Witches Abroad
said. “Some of my best friends are dead. It just don’t seem right, though, dead people walking about.”
Nanny Ogg looked up at the figure even now ladling a third helping of mysterious liquid onto her plate.
“What d’ you think about it, Mr. Zombie?”
“It’s a great life, Mrs. Ogg,” said the zombie.
“There. See, Esme? He don’t mind. Better than being shut up in a stuffy coffin all day, I’ll be bound.”
Granny looked up at the zombie. He was—or, technically, had been —a tall, handsome man. He still was, only now he looked like someone who had walked through a room full of cobwebs.
“What’s your name, dead man?” she said.
“I am called Saturday.”
“Man Saturday, eh?” said Nanny Ogg.
“No. Just Saturday, Mrs. Ogg. Just Saturday.”
Granny Weatherwax looked into his eyes. They were more sentient than most eyes she had seen that belonged to people who were, technically, alive.
She was vaguely aware that there were things you had to do to a dead person to turn them into a zombie, although it was a branch of magic she’d never wanted to investigate. Yet you needed more than just a lot of weird fish innards and foreign roots—the person had to want to come back. They had to have some terrible dream or desire or purpose that would enable them to overcome the grave itself…
Saturday’s eyes burned .
She reached a decision. She held out a hand.
“Very pleased to meet you, Mister Saturday,” she said. “And I’m sure I’d enjoy your lovely stew.”
“It’s called gumbo,” said Nanny. “It’s got lady’s fingers in it.”
“I know well enough that lady’s fingers is a kind of plant, thank you very much,” said Granny. “I’m not entirely ignorant.”
“All right, but make sure you get a helping with snakes’ heads in it as well,” said Nanny Ogg. “They’re the best part.”
“What kind of plant is snakes’ heads?”
“Best if you just eat up, I reckon,” said Nanny.
They were sitting on the warped wood veranda around the back of Mrs. Gogol’s shack, overlooking the swamp. Mossy beards hung from every branch. Unseen creatures buzzed in the greenery. And everywhere there were v-shaped ripples cutting gently through the water.
“I expect it’s really nice here when the sun’s out,” said Nanny.
Saturday trudged into the shack and returned with a makeshift fishing pole, which he baited and cast over the rail. Then he sort of switched off; no one has more patience than a zombie.
Mrs. Gogol leaned back in her rocking-chair and lit her pipe.
“This used to be a great ole city,” she said.
“What happened to it?” said Nanny.
Greebo was having a lot of trouble with Legba the cockerel.

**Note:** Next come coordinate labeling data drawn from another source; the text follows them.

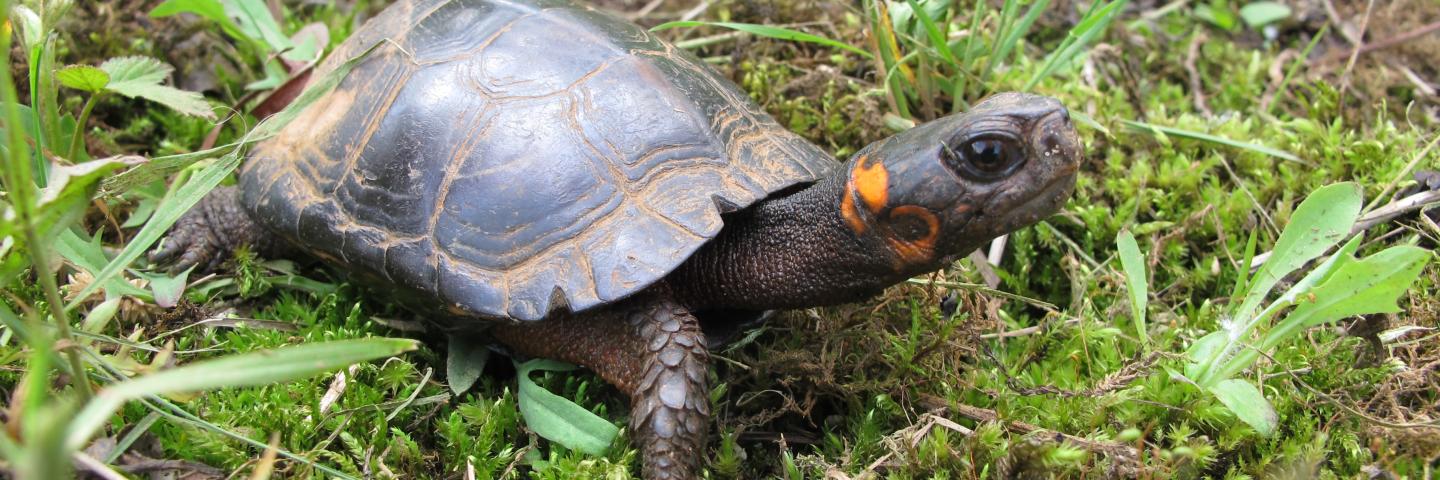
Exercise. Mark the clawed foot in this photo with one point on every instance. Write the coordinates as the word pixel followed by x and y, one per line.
pixel 651 349
pixel 208 234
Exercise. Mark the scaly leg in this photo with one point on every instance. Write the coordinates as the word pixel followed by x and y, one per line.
pixel 209 234
pixel 651 349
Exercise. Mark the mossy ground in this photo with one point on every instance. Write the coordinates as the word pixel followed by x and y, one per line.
pixel 877 389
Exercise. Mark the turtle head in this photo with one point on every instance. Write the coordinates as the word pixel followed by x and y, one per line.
pixel 945 188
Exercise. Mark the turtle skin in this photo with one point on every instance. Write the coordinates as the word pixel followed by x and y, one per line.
pixel 481 159
pixel 570 186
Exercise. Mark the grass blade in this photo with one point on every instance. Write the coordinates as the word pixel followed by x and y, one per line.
pixel 1135 280
pixel 1095 22
pixel 246 369
pixel 1190 134
pixel 169 211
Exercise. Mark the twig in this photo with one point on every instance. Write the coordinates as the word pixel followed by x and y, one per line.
pixel 1342 405
pixel 1350 65
pixel 1125 456
pixel 1386 43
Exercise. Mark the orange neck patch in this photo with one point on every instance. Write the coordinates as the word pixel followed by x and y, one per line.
pixel 920 248
pixel 873 183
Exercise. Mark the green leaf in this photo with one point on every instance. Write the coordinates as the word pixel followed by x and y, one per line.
pixel 464 362
pixel 1204 353
pixel 68 193
pixel 317 90
pixel 1135 280
pixel 1076 43
pixel 255 19
pixel 245 369
pixel 558 418
pixel 29 22
pixel 1247 404
pixel 208 9
pixel 169 211
pixel 1161 131
pixel 212 10
pixel 141 77
pixel 166 289
pixel 1318 224
pixel 1262 13
pixel 90 255
pixel 768 32
pixel 84 78
pixel 1357 287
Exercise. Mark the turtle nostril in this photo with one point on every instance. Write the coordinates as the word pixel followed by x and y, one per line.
pixel 1051 144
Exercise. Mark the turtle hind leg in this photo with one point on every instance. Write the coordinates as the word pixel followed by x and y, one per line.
pixel 209 234
pixel 651 349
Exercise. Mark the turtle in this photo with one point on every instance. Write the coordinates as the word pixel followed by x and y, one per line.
pixel 566 185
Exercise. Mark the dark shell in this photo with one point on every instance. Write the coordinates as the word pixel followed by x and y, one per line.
pixel 511 157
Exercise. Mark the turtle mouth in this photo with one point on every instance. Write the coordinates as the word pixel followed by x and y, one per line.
pixel 1044 202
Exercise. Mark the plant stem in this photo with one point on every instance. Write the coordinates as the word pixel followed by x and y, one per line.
pixel 52 296
pixel 79 126
pixel 35 111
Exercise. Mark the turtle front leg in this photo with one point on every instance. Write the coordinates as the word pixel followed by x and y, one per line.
pixel 209 234
pixel 651 349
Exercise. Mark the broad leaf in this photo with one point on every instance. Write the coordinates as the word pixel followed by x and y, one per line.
pixel 1247 404
pixel 255 19
pixel 84 78
pixel 1357 287
pixel 1135 280
pixel 245 369
pixel 558 418
pixel 1318 224
pixel 141 77
pixel 166 289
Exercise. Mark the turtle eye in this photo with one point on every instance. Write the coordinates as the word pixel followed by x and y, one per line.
pixel 984 159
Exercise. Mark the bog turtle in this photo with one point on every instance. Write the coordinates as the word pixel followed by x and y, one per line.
pixel 570 186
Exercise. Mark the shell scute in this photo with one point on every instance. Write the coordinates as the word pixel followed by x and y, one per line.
pixel 509 159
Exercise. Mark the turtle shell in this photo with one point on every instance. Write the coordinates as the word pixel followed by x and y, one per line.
pixel 511 159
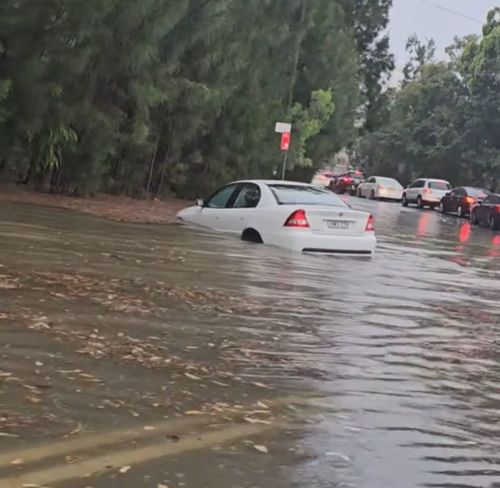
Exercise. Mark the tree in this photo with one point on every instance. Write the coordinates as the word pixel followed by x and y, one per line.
pixel 444 119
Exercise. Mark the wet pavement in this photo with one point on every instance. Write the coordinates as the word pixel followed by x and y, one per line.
pixel 348 372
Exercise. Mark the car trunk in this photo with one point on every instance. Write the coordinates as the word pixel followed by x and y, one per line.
pixel 341 221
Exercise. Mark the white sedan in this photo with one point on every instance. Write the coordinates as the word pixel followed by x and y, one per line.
pixel 378 187
pixel 295 216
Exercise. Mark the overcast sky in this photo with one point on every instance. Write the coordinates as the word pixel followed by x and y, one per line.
pixel 434 19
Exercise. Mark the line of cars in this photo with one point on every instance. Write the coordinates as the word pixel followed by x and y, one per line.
pixel 479 204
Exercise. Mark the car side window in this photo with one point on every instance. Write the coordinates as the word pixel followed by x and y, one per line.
pixel 221 198
pixel 492 200
pixel 248 196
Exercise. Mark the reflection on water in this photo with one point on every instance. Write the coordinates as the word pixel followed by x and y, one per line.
pixel 404 347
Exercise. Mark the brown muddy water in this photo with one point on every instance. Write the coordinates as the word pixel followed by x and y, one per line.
pixel 275 369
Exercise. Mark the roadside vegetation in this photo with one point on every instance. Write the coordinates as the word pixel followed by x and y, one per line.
pixel 176 97
pixel 444 119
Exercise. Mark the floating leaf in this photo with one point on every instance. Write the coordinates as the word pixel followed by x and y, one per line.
pixel 262 449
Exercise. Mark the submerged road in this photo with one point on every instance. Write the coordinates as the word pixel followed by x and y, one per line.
pixel 151 356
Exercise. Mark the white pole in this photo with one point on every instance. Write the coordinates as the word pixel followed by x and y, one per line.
pixel 284 165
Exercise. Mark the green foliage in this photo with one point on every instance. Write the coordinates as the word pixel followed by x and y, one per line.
pixel 161 96
pixel 309 122
pixel 444 119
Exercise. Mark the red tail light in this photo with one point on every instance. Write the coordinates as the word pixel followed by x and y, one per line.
pixel 298 220
pixel 370 225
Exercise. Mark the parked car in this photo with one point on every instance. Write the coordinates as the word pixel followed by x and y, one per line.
pixel 322 178
pixel 378 187
pixel 425 192
pixel 343 184
pixel 358 177
pixel 294 216
pixel 487 211
pixel 460 200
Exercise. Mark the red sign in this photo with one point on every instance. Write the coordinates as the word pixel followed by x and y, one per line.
pixel 285 141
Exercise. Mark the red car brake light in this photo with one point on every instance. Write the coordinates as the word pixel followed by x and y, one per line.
pixel 370 225
pixel 298 219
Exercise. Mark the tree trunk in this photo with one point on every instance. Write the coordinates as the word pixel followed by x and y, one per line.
pixel 152 165
pixel 299 40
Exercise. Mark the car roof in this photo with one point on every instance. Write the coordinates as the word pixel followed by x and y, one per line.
pixel 274 182
pixel 474 188
pixel 440 180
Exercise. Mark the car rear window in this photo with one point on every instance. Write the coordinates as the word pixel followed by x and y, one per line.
pixel 439 185
pixel 477 192
pixel 305 195
pixel 388 182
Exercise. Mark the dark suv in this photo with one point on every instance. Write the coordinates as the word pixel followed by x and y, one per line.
pixel 487 212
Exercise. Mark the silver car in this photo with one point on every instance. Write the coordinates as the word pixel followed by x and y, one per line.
pixel 425 192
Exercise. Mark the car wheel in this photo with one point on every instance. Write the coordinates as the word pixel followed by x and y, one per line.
pixel 493 224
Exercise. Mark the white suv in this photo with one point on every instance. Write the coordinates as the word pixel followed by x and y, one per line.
pixel 425 192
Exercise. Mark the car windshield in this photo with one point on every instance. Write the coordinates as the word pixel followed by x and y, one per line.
pixel 389 182
pixel 305 195
pixel 477 192
pixel 440 185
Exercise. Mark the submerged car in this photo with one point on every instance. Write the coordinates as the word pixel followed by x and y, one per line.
pixel 378 188
pixel 425 192
pixel 460 200
pixel 487 212
pixel 295 216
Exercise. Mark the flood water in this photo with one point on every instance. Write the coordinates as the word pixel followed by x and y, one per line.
pixel 402 351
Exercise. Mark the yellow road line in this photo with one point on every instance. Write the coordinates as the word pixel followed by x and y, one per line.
pixel 135 456
pixel 76 444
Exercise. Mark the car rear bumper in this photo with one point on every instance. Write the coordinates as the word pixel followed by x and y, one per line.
pixel 310 242
pixel 390 195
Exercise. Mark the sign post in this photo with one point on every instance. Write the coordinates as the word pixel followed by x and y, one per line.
pixel 285 146
pixel 285 129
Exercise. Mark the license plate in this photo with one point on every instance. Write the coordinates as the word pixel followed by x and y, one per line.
pixel 338 224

For one thing, the bird refused to be terrorized. Greebo could terrorize most things that moved upon the face of the Discworld, even creatures nominally much bigger and tougher than he was. Yet somehow none of his well-tried tactics—the yawn, the stare and above all the slow grin—seemed to work. Legba merely looked down his beak at him, and pretended to scratch at the ground in a way that brought his two-inch spurs into even greater prominence.
That only left the flying leap. This worked on nearly every creature. Very few animals remained calm in the face of an enraged ball of whirring claws in the face. In the case of this bird, Greebo suspected, it might well result in his becoming a furry kebab.
But this had to be resolved. Otherwise generations of cats would laugh at him.
Cat and bird circled through the swamp, each apparently paying the other no attention whatsoever.
Things gibbered in the trees. Small iridescent birds barreled through the air. Greebo glared up at them. He would sort them out later.
And the cockerel had vanished.
Greebo’s ears flattened against his head.
There was still the birdsong and the whine of insects, but they were elsewhere. Here there was silence—hot, dark and oppressive—and trees that were somehow much closer together than he remembered.
Greebo looked around.
He was in a clearing. Around its sides, hanging from bushes or tied to trees, were things. Bits of ribbon. White bones. Tin pots. Perfectly ordinary things, anywhere else.
And in the center of the clearing, something like a scarecrow. An upright pole with a crosspiece, on which someone had put an old black coat. Above the coat, on the tip of the pole, was a top hat. On top of the hat, watching him thoughtfully, was Legba.